北欧諸国では、様々な生き方を認める多種多様な試みが見られている。性的少数者(セクシュアルマイノリティ)と言われる人たちへの対応に関しても、各種権利を保証する法律の導入、受容に繋がる社会の仕組み作り、そして人々のマインドセットの醸成が進められる。では、北欧でのそのようなセクシュアルマイノリティにも優しい社会は、どのように形作られているのだろうか。本稿では、北欧の1カ国であるデンマークを例に、セクシュアルマイノリティが普通に生活する社会を作り出してきた背景を紐解くと同時に、当トピックに関して無知であった筆者の実体験より、いかにマインドセットを根付かせることができるか、本論を通じて議論提起をしたい。

筆者は、デンマークで生活をしはじめ15年経つ。日本にいた時には、身近に感じることのなかった本テーマが、日常生活の一コマとなってから15年目を迎えている。きっかけは夫(デンマーク人)の親戚の一人がレズビアンで、女性の婚姻関係にあるパートナーがおり、親戚の集まりで出会ったことだ。戸惑うことの多かった15年前と比較し、今、完全に戸惑いが消えているというわけではない。ただ、折に触れ周囲を見ながら、振る舞い方や「対応の仕方」を学び、日常の一コマにすることに成功しつつあると思っている。

なお、セクシュアルマイノリティ(性的少数)の類義語に、欧米諸国で使われる、レズビアン、ゲイ、バイセクシュアル、トランスジェンダーの頭文字である「LGBT」があるが、この場合下記の3種が含まれないと議論される。そのため、本稿ではセクシュアルマイノリティと表記する。

・インターセックス(I)=身体的に男女の区別がつきにくい人

・アセクシュアル(A)=無性愛者。同性も異性も好きにならない人

・クエスチョニング(Q)=自分の性別や性的指向に確信がもてない人

本文に入るまえに、一言お断りをしておきたい。本トピックに関しては、セクシュアルマイノリティの専門家ではなく、デンマーク生活の専門家としての問題意識から執筆をしている。日本で意識していなかったことを意識したきっかけや、周囲の対応の方法について興味深いと考えることが多く、一石を投じるために、本テーマで執筆をすることにした。表現には最大限の配慮をしているつもりだが、不快感・違和感がある場合にはぜひご指摘いただきたい。

セクシュアルマイノリティ受容の歴史

まずは、デンマークにおけるセクシュアルマイノリティの社会的受容の歴史を、法律から概観する。

法律の整備

デンマークでは、1930年まで、その当時の多くの国と同様に同性間の性交渉は犯罪とされてきた。遡ること1683年の国内法では、「自然に逆らった関係は、処刑に値する」と規定されている。この状況が変化し、同性間の性交渉が合法となったのは1933年で、1977年には同性間と異性間での性交渉の同意年齢が15歳と定められ、セクシュアルマイノリティの権利が平等化された。
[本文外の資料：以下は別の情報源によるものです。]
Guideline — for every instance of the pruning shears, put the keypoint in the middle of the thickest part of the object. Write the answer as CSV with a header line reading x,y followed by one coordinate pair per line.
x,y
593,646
犯罪とされた1683年から権利が認められる1977年まで、多くの公的・私的な動きが見られる。中でも初期の受容に繋がっていくきっかけとして注目されるのは、1948年のデンマーク国内最初の同性愛者のための人権団体の設立である。二人のデンマーク人が、1948年の世界人権宣言(注1) の内容に、同性愛者が含まれていなかったことに触発され、デンマーク第四の都市オールボー(Aalborg)にて、デンマーク国内最初の同性愛者のための人権団体を設立した。この二人の設立者はアイギール・エスキルソン(Eigil Eskildsen) とアクセル・ロンデール-マセン (Axel Lundahl-Madsen)。のちに世界で初めてパートナーシップ登録をした男性同性愛カップルである。
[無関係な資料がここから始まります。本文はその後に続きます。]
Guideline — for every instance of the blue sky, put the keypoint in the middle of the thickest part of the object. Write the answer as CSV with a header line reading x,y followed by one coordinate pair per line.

(注1)世界人権宣言は、人権および自由を尊重し確保するために、「すべての人民とすべての国とが達成すべき共通の基準」を宣言したもの http://www.mofa.go.jp/mofaj/gaiko/udhr/

その他、1952年には王立病院が世界初の性転換手術に成功するなどの進展が見られているが、50、60年代は、セクシュアルマイノリティに対する政治的・社会的な圧力が続いた年代だった。例えば醜陋法(Den Grimme Lov, The Ugly Law) と呼ばれるホモセクシュアルを対象にした規制法の制定や、警官による介入、それに対する人権団体による反対運動が展開されている。次第に政治家などの理解を得るようになり、1969年には同性愛者の人権団体が公式団体として承認され、70年台前半にはそれに触発されたのか、様々な同性愛者の団体が設立、支部なども広がっている。
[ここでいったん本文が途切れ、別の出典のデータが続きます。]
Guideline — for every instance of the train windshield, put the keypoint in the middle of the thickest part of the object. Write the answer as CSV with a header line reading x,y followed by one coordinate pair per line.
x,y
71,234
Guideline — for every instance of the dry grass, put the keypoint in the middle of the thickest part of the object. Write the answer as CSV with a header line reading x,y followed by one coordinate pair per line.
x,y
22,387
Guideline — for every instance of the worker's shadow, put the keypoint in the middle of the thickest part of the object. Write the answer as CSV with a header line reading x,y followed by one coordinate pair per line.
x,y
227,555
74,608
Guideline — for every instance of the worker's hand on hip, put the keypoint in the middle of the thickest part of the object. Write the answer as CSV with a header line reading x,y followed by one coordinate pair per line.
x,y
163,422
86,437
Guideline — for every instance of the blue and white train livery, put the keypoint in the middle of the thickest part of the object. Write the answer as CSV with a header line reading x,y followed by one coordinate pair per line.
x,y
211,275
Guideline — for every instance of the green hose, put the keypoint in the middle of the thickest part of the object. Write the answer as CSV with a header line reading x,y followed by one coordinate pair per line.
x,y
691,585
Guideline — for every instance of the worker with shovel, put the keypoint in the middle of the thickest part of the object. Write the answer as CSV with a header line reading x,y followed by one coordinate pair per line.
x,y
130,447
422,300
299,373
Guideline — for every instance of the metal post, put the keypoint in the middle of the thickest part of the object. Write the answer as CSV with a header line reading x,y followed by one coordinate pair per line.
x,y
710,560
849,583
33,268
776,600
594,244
1981年に保健省は、同性愛を精神疾患リストから除外した[1]。1987年、民法の266b項に「他人の性的嗜好に対し、脅迫、軽蔑、または見下すような主張を公にした者は罰金もしくは懲役二年未満の刑に処す」と定められ[10, 11]、社会的な場での性的嗜好による差別が明確に禁じられることになる。さらに、1989年にデンマークは、世界で初めて「パートナー登録(Registered partnership)」という同性間の関係を法的に認める制度を施行した。本(同性)パートナー登録制度は、同性カップルのみ登録が可能である制度であり、その後、2012年には、結婚する者の性別を問わない婚姻法が制定されたため、事実上無効化した[2, 3]。

1999年には、どちらかの実子のみの養子縁組が合法となり、2010年には異性カップルと同様に血縁関係がない子供の養子縁組も合法となった。しかし、他国の懐疑的な態度により難航し、海外からの子供の養子縁組が初めて成功したのは2014年のことである。また、養子縁組の際には、両方の親が親権を持つことが可能である[4, 5, 6]。1997年には女性同性愛者に対し人工授精を禁止する法律が制定されたが、9年後の2006年には廃止された[1]。

2014年6月に、断種や性転換手術を要せずに戸籍の性別を変更する法律が議会で承認された。施行は9月1日からで、18歳以上の国民は6か月間以上の「自己内証期間」経て、性別を変更することが可能となった[7, 8]。既婚者の場合、婚姻関係は解消せずに性別の変更が可能である[10]。2017年の1月に、保健省は、性同一性障害を精神疾患リストから除外した。これはWHO(世界保健機関)に先駆けての動きであり、世界的にも注目されている[9]。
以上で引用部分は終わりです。